As we enter an unprecedented era of
personalized medicine,
molecular targeted therapies have the potential to induce improved survival outcome in patients with
non-small cell lung cancer (NSCLC). However, a significant percentage of oncogene-driven NSCLC patients will relapse even after definitive treatment, whereas chronic and durable response to targeted
therapies is a less common event in advanced-stage
lung cancer. This phenomenon could be attributed to
minimal residual disease (MRD), defined as a population of disseminated
tumor cells that survive during the course or
after treatment, eventually leading to recurrence and limiting patient survival.

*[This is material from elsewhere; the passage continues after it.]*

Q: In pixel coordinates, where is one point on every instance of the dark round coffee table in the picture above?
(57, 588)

Circulating tumor DNA (ctDNA) is a powerful
biomarker for MRD detection and monitoring and is a non-invasive approach of treating
cancer, and especially NSCLC, based on a real-time assessment of the
tumor genomic landscape. In this review, we present the key findings of studies that have used ctDNA with regard to its prognostic value and in respect to the most common druggable driver mutations of genes in NSCLC, such as
epidermal growth factor receptor (EGFR),
anaplastic lymphoma kinase (ALK), c-ros oncogene 1 (ROS1), rearranged during transfection (RET), Kirsten rat
sarcoma virus (KRAS), B-Raf proto-oncogene (BRAF), and mesenchymal epithelial transition factor receptor (MET).